電通国際情報サービスは7月19日,三菱東京UFJ銀行のリスク管理システムにオープンソースのJavaフレームワーク「Seasar2」が採用されたと発表した。Sesasr2は電通国際情報サービスの技術者である比嘉康夫氏が中心になって開発している。

 三菱東京UFJ銀行のリスク管理システムは2007年度から順次本番稼動する予定。日本ヒューレット・パッカードのHP ProLiant BL20pを52台連携させたブレード・サーバーを使用する。OSはRed Hat Enterprise Linux ES4。システム・インテグレーションはUFJISが行い,電通国際情報サービスはシステム開発を担当する。

 リスク管理システムは,為替などの取引のリスクを計算するシステム。現在のリスク管理システムは大部分がCで記述されており,これを順次J2EEに置き換えていく。新規開発部分はSeasar2を基盤にする。

 電通国際情報サービスでは,Seasar2の商用サポートを提供しており,パッケージなどほかの案件でもSesasar2を採用しているが「電通国際情報サービスでSesasr2を採用した案件としては最大」(電通国際情報サービス 金融ソリューション事業部リスク管理ソリューショングループ)という。Seasar2関連ソフトウエアとしてはDAO(データベース・アクセス・オブジェクト)のS2Dao,Strutsと連携させるためのS2Strutsも使用している。

 Seasar2の採用は,UFJISが意思決定した。
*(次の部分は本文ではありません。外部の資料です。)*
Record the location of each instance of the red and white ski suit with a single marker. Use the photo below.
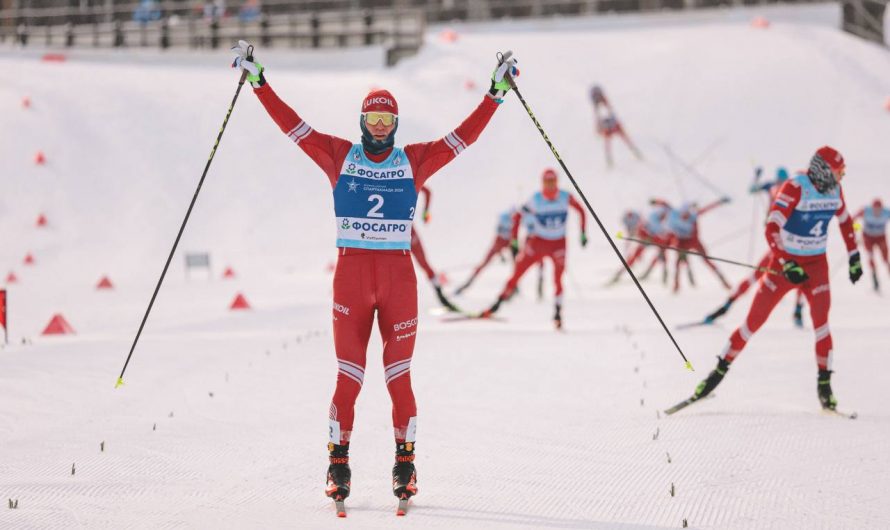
(368, 281)
(792, 207)
(538, 246)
「信頼性のあるAOP(アスペクト指向プログラミング),DAOが必要だった」(UFJIS)ことが理由だった。S2Daoはインタフェースにアノテーションを書けば自動生成される。設定ファイルや実装クラスを記述する必要はない。この仕組みはSeasar2のAOP機能により実現されている。この特徴により,「『コーディング量が減った』というのが実際に開発している技術者の感想」(電通国際情報サービス Seasar2推進グループ統括マネージャー 比嘉康夫氏)。

 電通国際情報サービスは独自のJ2EEフレームワークも開発しているが,同社では「今後はオープンソース・ソフトウエアがイノベーションや機能の充実などでプロプライエタリのソフトウエアを上回っていくだろう」(電通国際情報サービス 金融ソリューション事業部 シニアコンサルタント 飯田哲夫氏)と予測している。